Jane Smiley: Mystery Horse
Faber and Faber, £6.99
Published on 3 May 2012
Jane Smiley's website
Thank you to the publishers for sending me a copy of this book.
I loved the first novel in this series, Nobody's Horse; its sequel Secret Horse I was rather more ambivalent about. Abby Lovitt, heroine of the series, starts off a watchful, detached girl, but one who has made small but significant changes by the end of the book. In the second book, I felt there was a loss of focus: the calm, unhurried move of the first book towards a resolution of sorts of Abby's difficulties tapered off and the book didn't have the dramatic pull of the first.
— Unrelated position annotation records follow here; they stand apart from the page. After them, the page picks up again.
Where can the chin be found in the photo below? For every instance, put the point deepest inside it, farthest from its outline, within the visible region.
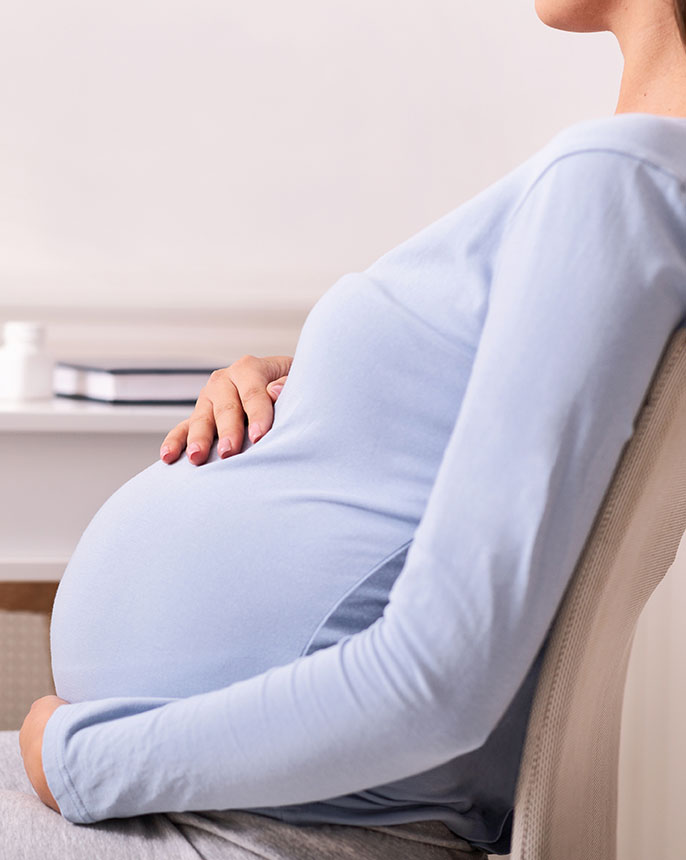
(575, 16)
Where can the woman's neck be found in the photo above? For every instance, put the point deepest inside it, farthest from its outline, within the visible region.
(654, 76)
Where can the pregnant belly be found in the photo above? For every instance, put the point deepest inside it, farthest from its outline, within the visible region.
(190, 578)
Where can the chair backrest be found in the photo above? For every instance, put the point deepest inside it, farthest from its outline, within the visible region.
(566, 795)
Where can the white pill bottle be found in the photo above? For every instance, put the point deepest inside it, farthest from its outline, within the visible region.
(26, 368)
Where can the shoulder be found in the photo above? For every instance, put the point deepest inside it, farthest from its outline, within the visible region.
(598, 167)
(657, 142)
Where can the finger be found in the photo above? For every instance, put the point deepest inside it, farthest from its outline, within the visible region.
(201, 429)
(251, 384)
(174, 442)
(274, 388)
(228, 415)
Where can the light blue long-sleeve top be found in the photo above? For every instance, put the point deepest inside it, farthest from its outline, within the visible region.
(345, 621)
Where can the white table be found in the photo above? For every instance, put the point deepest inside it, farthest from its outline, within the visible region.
(60, 459)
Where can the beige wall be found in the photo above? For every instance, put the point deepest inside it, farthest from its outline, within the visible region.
(168, 155)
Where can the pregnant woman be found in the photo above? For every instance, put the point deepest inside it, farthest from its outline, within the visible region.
(322, 639)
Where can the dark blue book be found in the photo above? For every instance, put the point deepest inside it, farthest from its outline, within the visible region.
(160, 380)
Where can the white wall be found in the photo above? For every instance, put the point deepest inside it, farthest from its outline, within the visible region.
(160, 156)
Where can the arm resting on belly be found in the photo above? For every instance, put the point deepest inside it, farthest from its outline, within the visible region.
(583, 299)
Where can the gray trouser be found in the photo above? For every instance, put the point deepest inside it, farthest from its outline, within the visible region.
(29, 830)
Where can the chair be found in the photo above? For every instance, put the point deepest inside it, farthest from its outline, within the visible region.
(566, 795)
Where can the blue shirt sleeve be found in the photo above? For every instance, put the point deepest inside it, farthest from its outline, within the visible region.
(587, 285)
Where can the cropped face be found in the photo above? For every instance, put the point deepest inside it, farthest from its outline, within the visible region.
(578, 16)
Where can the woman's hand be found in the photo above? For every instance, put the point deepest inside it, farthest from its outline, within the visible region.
(248, 387)
(31, 745)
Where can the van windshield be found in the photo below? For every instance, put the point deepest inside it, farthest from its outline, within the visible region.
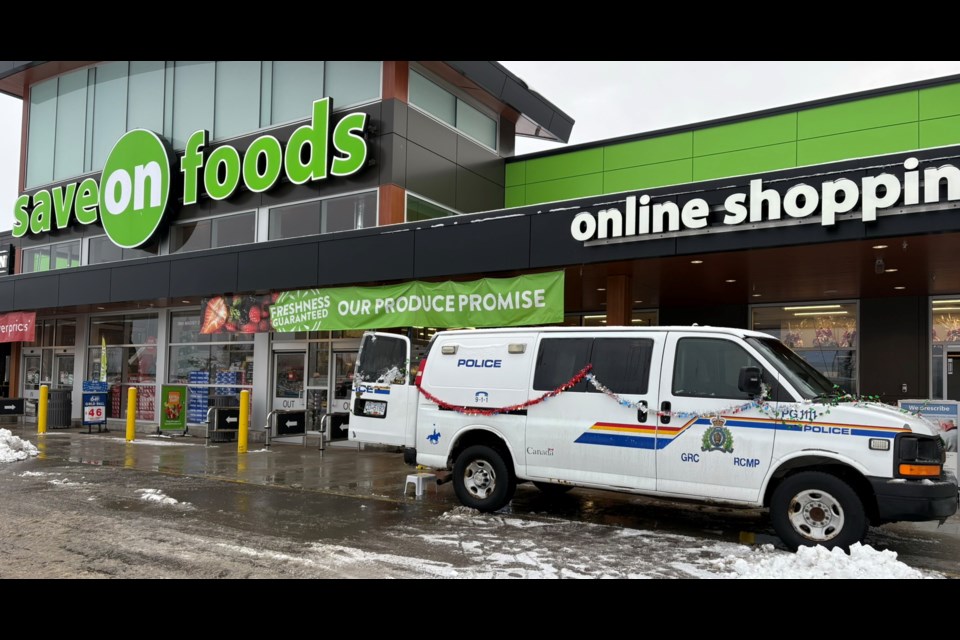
(383, 359)
(808, 382)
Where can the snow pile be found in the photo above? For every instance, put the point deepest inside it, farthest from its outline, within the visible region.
(13, 448)
(155, 495)
(863, 562)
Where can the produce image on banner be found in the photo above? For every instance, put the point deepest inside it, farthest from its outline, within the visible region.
(236, 314)
(490, 302)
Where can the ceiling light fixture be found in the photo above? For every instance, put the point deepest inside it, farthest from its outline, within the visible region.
(812, 306)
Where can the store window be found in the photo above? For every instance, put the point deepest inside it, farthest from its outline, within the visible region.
(193, 92)
(226, 231)
(51, 256)
(49, 358)
(40, 135)
(123, 351)
(109, 109)
(420, 209)
(237, 98)
(101, 249)
(76, 118)
(945, 348)
(71, 125)
(638, 318)
(823, 334)
(357, 211)
(215, 368)
(430, 97)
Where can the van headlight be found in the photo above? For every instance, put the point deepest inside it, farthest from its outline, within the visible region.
(919, 456)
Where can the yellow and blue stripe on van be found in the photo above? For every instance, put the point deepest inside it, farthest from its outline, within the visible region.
(641, 436)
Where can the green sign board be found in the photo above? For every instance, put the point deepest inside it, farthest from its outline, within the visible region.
(133, 193)
(490, 302)
(173, 407)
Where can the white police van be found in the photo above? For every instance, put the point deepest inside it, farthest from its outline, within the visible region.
(725, 416)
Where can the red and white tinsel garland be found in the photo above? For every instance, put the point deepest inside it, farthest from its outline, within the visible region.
(475, 411)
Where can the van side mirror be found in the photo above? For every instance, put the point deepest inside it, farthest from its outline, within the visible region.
(749, 381)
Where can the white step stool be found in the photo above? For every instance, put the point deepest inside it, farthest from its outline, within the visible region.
(418, 480)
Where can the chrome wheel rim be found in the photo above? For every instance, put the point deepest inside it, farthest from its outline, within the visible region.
(480, 479)
(816, 515)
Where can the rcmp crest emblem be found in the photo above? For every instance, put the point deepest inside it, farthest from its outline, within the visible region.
(717, 437)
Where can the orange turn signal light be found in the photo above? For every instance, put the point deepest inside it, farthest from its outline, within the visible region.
(925, 470)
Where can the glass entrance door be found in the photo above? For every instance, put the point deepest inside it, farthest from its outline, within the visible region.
(341, 383)
(288, 392)
(63, 371)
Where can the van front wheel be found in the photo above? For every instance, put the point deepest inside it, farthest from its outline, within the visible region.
(482, 480)
(816, 508)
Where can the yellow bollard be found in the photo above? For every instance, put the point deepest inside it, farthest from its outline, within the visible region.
(131, 414)
(42, 409)
(244, 420)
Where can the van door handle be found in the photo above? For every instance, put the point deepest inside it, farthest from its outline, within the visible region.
(665, 412)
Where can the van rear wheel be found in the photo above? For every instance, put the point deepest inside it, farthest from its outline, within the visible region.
(815, 508)
(482, 480)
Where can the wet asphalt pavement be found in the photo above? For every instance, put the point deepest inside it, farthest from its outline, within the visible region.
(297, 511)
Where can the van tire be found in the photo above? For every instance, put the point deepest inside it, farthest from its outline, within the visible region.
(482, 480)
(816, 508)
(552, 489)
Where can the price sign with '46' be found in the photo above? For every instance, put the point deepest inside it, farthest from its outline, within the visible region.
(94, 408)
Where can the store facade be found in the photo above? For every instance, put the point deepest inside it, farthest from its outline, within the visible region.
(831, 225)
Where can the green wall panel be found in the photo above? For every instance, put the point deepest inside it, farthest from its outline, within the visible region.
(649, 151)
(745, 135)
(515, 196)
(940, 101)
(722, 165)
(516, 173)
(651, 175)
(577, 163)
(565, 188)
(936, 133)
(858, 144)
(859, 115)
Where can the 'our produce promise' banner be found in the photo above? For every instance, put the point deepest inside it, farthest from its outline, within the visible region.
(490, 302)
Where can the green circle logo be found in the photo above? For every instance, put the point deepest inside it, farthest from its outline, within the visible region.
(134, 188)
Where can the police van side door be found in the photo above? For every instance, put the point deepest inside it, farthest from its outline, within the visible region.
(713, 440)
(600, 434)
(382, 396)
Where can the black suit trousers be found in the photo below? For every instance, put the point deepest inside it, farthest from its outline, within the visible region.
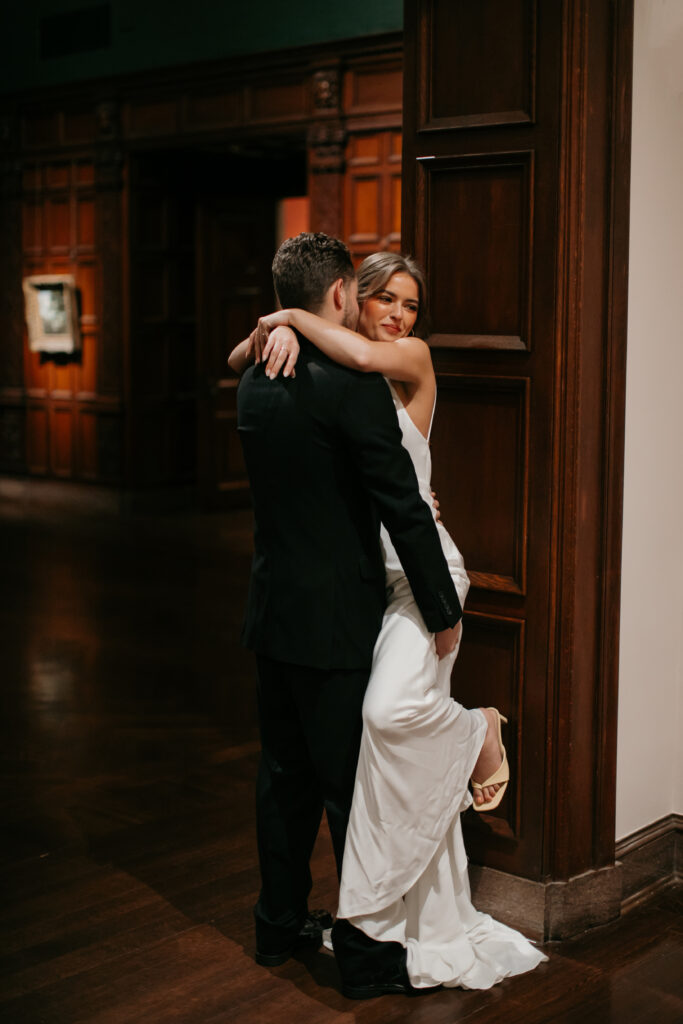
(310, 722)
In this third book, Abby has found her feet again. A local stable has a beautiful grey horse whose owner has been killed. They cannot trace any heirs, so are selling the horse, and offer him to Abby's family. Abby buys True Blue, but in an accident rounding up cattle, breaks her wrist, and so can only work with the new horse on the ground, and not ride him. True Blue it seems to Abby is always watching and waiting - whether for his owner she does not know, but Abby soon becomes convinced she and the horse are being haunted by his old owner. This supernatural element is very well done indeed: what Abby thinks is utterly believable, and I loved the ambiguous explanation of the haunting at the end.
Jane Smiley is a brilliant observer of horses and ponies. The book is studded with wonderful bits which describe just what horses and ponies are like. Here is Abby talking about ponies:
"Even when they are lazy, most ponies don't look lazy - they look perky and bright, as if somewhere there is a horse who needs to be told what to do, and if the pony is lucky, that horse will appear any minute."
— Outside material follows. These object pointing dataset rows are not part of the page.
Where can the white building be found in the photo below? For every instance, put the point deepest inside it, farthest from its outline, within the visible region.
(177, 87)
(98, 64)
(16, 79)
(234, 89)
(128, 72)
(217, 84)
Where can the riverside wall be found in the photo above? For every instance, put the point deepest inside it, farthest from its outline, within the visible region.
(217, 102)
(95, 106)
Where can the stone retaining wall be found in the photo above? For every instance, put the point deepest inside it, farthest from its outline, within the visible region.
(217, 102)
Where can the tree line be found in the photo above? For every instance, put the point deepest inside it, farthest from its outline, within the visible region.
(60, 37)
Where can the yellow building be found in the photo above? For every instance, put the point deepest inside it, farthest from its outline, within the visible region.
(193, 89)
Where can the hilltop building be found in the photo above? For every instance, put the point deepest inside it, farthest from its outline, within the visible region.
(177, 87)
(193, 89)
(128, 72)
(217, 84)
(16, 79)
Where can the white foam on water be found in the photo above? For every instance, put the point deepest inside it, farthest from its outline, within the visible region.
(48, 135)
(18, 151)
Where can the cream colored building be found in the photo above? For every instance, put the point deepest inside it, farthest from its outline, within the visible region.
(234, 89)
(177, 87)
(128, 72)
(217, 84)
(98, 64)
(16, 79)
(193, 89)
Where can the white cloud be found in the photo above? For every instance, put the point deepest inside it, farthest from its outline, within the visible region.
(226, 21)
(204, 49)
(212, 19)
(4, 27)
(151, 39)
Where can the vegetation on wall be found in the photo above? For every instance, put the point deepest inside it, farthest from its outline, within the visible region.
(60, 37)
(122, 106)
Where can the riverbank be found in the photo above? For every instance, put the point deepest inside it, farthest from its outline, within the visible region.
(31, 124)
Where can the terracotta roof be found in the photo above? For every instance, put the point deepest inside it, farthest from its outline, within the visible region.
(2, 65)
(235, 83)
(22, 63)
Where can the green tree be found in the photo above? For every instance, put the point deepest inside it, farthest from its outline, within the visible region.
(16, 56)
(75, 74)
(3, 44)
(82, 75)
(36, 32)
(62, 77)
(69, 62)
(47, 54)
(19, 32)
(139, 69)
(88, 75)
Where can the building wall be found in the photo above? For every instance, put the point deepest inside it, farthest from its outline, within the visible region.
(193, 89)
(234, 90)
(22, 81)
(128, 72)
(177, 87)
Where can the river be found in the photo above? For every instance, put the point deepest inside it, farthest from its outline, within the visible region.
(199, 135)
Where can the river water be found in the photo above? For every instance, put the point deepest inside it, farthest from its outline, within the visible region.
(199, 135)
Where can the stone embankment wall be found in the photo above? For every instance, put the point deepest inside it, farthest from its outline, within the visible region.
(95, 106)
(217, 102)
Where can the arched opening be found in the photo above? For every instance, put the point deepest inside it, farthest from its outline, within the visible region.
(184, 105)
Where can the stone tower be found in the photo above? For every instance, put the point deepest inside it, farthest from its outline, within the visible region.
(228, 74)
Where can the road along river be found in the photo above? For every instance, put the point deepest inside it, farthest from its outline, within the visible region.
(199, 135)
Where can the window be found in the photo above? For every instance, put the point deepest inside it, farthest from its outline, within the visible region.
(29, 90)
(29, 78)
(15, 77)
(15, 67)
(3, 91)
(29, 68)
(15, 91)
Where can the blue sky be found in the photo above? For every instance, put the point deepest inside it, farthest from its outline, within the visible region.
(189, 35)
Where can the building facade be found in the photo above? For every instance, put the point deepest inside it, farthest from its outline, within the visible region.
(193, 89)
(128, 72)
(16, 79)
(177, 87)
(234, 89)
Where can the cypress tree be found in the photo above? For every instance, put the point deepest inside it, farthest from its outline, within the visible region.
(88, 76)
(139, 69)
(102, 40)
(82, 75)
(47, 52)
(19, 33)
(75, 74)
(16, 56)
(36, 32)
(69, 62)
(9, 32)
It has been wonderful to read a book in which I've thoroughly enjoyed, and particularly one where I've not felt the author had an issue they wanted me to notice. This book maintains the unrushed pace of the other two, but sees Abby and her situation develop. In particular, her family situation receives more attention. Abby's local church has a family with two young and unruly children whom Abby or a friend are often called on to mind at church. Abby takes one of the boys out to the local mall, and loses him. The boy is quickly found, but Abby is in deep trouble. The incident also exposes differences within the church: Abby's father thinks the boys's parents should exert much more discipline; this is contrasted with his behaviour to Abby's brother, who was estranged from the family, but who is now in contact again. Jane Smiley approaches the family's faith without judgement: she observes, but doesn't judge.
Jane Smiley has found her way with this series again in this third title. It's a book I was able to relax into, happy for the author to take me where she would.